GM cars test systems to avoid crashes and pedestrians

General Motors will help drive a critical phase of vehicle-to-vehicle (V2V) and vehicle-to-infrastructure (V2I) communications technology development by providing eight specially equipped vehicles for a year of real-world testing.  

The V2V-equipped Buick and Cadillac cars will be part of a larger fleet of passenger cars, commercial trucks and transit vehicles participating in the U.S. Department of Transportation’s Connected Vehicle Safety Pilot Model Deployment Program.

The University of Michigan Transportation Research Institute will conduct the program, which is designed to determine the effectiveness of V2V and V2I safety technologies at reducing crashes.

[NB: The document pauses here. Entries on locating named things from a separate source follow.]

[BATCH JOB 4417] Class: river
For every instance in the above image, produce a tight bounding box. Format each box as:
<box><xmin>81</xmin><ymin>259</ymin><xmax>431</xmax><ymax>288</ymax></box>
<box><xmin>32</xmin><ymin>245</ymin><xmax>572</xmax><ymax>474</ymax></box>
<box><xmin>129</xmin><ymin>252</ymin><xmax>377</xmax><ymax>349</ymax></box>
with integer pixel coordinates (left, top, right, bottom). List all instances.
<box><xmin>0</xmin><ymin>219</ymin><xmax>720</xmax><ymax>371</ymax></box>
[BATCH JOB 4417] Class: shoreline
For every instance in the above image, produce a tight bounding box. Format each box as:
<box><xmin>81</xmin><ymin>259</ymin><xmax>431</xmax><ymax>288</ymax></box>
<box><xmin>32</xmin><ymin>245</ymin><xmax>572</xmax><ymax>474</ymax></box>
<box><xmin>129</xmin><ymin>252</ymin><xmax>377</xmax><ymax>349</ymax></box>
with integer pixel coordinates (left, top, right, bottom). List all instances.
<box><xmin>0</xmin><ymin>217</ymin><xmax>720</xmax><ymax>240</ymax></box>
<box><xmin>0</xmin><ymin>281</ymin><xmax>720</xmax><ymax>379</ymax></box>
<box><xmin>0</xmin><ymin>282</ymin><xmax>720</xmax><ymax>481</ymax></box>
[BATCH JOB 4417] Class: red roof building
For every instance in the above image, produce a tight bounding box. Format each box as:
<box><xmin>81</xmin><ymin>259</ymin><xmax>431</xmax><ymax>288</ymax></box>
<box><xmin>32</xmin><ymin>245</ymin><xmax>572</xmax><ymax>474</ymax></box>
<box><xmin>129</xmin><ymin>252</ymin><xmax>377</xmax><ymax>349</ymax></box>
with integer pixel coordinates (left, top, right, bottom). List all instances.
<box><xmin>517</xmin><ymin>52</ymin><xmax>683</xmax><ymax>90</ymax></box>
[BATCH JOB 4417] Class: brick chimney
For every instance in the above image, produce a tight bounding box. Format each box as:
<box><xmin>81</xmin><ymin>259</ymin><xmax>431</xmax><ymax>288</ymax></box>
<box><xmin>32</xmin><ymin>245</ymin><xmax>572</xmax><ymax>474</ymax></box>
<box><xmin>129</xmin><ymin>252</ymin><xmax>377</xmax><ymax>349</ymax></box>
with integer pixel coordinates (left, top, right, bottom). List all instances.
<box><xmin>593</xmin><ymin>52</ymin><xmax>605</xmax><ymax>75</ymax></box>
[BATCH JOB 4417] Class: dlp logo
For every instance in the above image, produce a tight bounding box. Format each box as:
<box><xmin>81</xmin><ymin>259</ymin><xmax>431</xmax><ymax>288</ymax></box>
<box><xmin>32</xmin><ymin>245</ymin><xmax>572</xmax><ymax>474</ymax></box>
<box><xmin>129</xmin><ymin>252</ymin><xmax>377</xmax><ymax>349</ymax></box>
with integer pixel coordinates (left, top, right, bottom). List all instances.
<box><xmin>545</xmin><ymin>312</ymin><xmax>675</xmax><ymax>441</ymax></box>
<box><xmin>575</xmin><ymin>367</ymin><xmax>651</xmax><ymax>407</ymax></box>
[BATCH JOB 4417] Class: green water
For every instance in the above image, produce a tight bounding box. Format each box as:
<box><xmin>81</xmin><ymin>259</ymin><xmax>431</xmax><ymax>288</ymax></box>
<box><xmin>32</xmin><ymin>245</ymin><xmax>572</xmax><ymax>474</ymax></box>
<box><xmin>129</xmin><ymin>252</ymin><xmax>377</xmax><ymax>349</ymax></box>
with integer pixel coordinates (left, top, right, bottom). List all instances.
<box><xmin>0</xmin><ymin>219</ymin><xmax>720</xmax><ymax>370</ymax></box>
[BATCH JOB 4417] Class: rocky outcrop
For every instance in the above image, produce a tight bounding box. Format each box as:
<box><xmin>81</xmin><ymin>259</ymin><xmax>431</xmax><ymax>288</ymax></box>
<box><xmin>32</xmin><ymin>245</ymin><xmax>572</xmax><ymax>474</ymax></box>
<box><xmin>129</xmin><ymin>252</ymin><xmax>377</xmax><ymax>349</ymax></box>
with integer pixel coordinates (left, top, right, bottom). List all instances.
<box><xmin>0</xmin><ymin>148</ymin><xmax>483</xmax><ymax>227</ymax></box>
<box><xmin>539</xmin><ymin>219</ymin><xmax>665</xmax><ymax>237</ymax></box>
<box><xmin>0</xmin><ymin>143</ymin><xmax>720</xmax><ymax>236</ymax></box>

In late 2013, the National Highway Transportation Safety Administration (NHTSA) will use data collected by these vehicles to measure overall system benefits. Analysis of the data could result in a wide-scale deployment V2V technology before the end of the decade.

“Safety is our No. 1 priority, and this research could save lives and prevent injuries across America,” U.S. Transportation Secretary Ray LaHood said in a transportation department press release about the project. “With more than 30,000 people a year killed on our nation's roads, we need to keep looking for new ways to improve safety and reduce fatalities.” 

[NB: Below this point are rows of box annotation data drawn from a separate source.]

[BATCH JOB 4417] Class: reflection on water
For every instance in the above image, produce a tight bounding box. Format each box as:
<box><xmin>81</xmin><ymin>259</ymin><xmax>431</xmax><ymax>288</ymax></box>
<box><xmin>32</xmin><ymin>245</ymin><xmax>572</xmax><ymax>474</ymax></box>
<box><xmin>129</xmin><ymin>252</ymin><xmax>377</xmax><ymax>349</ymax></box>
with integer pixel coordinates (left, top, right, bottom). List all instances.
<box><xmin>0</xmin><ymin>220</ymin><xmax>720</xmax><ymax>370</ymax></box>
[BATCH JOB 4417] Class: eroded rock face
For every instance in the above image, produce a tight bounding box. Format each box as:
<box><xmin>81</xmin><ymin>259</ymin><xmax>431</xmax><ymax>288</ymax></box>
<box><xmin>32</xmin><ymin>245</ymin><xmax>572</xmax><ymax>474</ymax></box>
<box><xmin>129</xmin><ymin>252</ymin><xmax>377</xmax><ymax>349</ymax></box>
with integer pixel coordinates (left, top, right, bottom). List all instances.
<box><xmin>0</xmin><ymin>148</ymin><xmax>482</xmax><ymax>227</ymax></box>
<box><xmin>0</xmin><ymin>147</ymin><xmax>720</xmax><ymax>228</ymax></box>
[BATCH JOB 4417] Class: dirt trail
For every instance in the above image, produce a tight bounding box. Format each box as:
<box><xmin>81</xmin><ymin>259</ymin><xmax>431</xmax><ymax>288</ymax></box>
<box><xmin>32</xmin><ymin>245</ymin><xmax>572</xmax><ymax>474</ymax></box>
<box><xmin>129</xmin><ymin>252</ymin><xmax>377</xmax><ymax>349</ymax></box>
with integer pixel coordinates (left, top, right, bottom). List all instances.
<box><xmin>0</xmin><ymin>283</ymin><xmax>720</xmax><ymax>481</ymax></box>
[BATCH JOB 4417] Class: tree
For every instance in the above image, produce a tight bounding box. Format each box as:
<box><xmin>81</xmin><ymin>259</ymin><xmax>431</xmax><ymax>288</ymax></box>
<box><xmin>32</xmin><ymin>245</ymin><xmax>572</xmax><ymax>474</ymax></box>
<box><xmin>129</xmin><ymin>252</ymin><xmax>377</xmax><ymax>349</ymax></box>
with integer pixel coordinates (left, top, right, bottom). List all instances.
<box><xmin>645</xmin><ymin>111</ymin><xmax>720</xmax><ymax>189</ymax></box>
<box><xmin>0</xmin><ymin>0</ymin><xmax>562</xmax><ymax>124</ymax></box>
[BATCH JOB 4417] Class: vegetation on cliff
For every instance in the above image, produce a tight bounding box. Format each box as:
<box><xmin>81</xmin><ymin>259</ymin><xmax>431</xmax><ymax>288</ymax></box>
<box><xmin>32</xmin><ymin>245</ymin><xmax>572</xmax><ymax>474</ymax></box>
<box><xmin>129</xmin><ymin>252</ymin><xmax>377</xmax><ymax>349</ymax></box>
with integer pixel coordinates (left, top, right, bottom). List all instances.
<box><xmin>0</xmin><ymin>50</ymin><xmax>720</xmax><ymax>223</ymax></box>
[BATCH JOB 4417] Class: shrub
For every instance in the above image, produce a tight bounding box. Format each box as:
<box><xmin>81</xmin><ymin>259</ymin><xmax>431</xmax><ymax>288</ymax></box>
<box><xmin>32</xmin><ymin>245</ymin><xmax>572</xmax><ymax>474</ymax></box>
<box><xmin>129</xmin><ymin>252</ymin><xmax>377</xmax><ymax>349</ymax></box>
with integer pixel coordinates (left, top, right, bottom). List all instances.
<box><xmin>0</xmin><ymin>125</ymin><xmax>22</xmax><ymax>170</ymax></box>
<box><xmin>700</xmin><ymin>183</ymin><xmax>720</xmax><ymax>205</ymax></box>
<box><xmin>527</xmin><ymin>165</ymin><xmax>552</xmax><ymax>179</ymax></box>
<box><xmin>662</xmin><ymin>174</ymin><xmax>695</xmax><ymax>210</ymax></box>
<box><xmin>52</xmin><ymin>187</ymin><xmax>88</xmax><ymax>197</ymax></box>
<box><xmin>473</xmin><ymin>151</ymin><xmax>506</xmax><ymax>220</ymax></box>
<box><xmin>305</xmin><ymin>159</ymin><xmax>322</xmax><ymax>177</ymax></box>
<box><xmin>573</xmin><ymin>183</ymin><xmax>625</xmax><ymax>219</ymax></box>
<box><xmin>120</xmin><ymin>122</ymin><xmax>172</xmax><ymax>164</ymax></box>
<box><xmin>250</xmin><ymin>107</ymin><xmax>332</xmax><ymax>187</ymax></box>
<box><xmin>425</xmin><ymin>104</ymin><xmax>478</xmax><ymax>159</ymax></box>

V2V communication allows vehicles to send and receive from each other basic information such as location, speed and direction of travel. V2I communication shares information about traffic signal phase, road attributes and surface conditions. Each technology has the potential to mitigate traffic collisions and congestion. Together, they can be integrated with active safety features, such as forward collision warning and side blind zone alert, already available on many production cars.